Create a Voice map for RVC. Set your Character to your desired SillyTavern character name, and set Voice to the RVC folder you created at step 1, then click Apply. If you did things correctly, the Voice Map will show something like 'Betty:MyVoice(rmvpe)'.

#### 5. Select Pitch Extraction

* Choose "rmvpe" as the pitch extraction method.
* If you have trouble with "rmvpe" try other methods (for example, "harvest" or "torchcrepe").

#### 6. (Optional) Configure RVC to save your generations to file

If for testing or troubleshooting purposes you wish to save the generated RVC audio, add ```--rvc-save-file``` to your startup command. This will save the last generation under `SillyTavern-extras/data/tmp/rvc_output.wav`:

```shell
python server.py --enable-modules=rvc,edge-tts --rvc-save-file
```

#### Expression-Based Dynamic Voice

##### 1. Configure RVC Models

In your RVC model folder, have separate `.pth` and `.index` files for each classified expression (e.g., anger, fear, joy, love, sadness, surprise).

##### 2. Enable Modules

Enable both RVC and classify modules:

```shell
python server.py --enable-modules=rvc,classify
```

##### 3. Use RVC Module

The remaining setup is similar to using the RVC module alone (as explained above).

## Train Your Own RVC Model

### Using RVC Easy Menu by Deffcolony (Windows Only)

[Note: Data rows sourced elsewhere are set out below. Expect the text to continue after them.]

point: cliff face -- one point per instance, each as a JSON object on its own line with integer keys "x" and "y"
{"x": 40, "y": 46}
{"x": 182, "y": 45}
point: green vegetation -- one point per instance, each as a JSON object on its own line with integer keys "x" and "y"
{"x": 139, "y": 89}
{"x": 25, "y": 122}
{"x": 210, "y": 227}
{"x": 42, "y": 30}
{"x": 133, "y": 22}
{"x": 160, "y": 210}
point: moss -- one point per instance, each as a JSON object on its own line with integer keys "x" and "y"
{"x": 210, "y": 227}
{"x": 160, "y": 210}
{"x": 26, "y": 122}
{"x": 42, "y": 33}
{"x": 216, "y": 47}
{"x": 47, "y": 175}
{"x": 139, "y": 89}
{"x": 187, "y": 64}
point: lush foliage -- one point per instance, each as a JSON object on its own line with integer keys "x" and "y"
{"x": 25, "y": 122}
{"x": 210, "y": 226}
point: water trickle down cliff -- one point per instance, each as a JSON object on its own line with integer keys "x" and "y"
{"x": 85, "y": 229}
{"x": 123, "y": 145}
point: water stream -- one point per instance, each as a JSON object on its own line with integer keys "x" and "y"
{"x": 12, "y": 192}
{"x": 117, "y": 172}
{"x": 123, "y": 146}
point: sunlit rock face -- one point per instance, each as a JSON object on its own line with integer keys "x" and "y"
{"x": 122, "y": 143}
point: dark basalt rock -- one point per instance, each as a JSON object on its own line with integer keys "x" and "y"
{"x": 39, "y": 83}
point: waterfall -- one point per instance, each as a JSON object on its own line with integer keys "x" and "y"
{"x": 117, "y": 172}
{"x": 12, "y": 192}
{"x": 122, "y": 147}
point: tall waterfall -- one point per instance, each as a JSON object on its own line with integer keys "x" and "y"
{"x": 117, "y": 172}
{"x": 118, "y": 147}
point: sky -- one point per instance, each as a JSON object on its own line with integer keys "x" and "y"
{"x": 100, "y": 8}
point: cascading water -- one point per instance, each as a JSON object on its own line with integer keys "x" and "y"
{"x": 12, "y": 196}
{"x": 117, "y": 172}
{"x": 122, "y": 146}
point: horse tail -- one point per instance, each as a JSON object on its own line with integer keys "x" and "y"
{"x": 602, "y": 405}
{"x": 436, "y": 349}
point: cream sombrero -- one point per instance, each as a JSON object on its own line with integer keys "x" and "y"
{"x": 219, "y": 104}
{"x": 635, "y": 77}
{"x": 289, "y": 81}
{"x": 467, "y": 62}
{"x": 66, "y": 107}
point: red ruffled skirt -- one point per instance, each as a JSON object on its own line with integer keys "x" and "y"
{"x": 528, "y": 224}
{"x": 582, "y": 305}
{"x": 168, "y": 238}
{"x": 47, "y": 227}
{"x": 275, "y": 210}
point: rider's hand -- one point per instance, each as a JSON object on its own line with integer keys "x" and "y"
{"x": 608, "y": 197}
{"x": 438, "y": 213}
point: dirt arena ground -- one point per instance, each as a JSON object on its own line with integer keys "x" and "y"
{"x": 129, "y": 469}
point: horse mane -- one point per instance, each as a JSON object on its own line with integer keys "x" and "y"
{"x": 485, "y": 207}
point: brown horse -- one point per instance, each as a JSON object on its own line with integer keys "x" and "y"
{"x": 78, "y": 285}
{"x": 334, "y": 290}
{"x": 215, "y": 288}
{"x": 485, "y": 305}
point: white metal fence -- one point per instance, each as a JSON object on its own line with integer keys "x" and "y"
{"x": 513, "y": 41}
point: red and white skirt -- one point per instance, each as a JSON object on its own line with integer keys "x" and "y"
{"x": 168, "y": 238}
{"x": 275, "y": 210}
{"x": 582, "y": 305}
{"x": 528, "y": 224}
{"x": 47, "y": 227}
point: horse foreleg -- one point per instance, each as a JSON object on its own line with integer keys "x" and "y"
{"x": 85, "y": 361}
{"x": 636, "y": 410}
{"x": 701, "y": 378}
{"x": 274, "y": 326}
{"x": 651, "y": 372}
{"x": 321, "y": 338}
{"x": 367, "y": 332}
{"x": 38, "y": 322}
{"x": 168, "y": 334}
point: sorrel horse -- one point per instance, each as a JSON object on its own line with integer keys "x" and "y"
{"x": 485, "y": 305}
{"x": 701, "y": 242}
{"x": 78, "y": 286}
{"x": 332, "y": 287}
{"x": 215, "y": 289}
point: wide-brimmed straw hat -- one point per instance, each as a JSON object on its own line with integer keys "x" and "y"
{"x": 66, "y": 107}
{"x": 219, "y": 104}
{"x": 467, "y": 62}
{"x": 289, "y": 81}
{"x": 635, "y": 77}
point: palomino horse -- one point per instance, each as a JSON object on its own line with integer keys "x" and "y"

Automatically install and launch Mangio-RVC: https://github.com/deffcolony/rvc-easy-menu

#### 1. Clone Repository

Clone the repository to your desired location:

```shell
git clone https://github.com/deffcolony/rvc-easy-menu.git
```

#### 2. Launch RVC-Launcher.bat

* Open the `RVC-Launcher.bat` file.
* Choose option 1 to install RVC.

#### 3. Complete Installation

When prompted, install required packages and dependencies.

#### 4. Open WebUI for Voice Training

After installation, choose option 2 to open the WebUI for voice training.

### Mangio-RVC: Training a Voice Model

***Dataset Preparation***:

**1. Prepare Audio**:

* Place the audio you want to train in the `datasets` folder.
* Ensure the audio is free of background noise – only raw voice is needed.
* Longer audio makes a better output quality.

***WebUI Training***:

**1. Access Training Tab**:

* Click on the training tab in the WebUI.

**2. Configure Experiment**:

* Enter an experiment name (e.g., `my-epic-voice-model`).
* Set version to v2.

**3. Process Data and Extract Features**:

* Click "Process data" and "Feature extraction".
* Set "Save frequency" to 50.

**4. Training Parameters**:

* Set "Total training epochs" to 300.
* Click "Train feature index" and "Train model".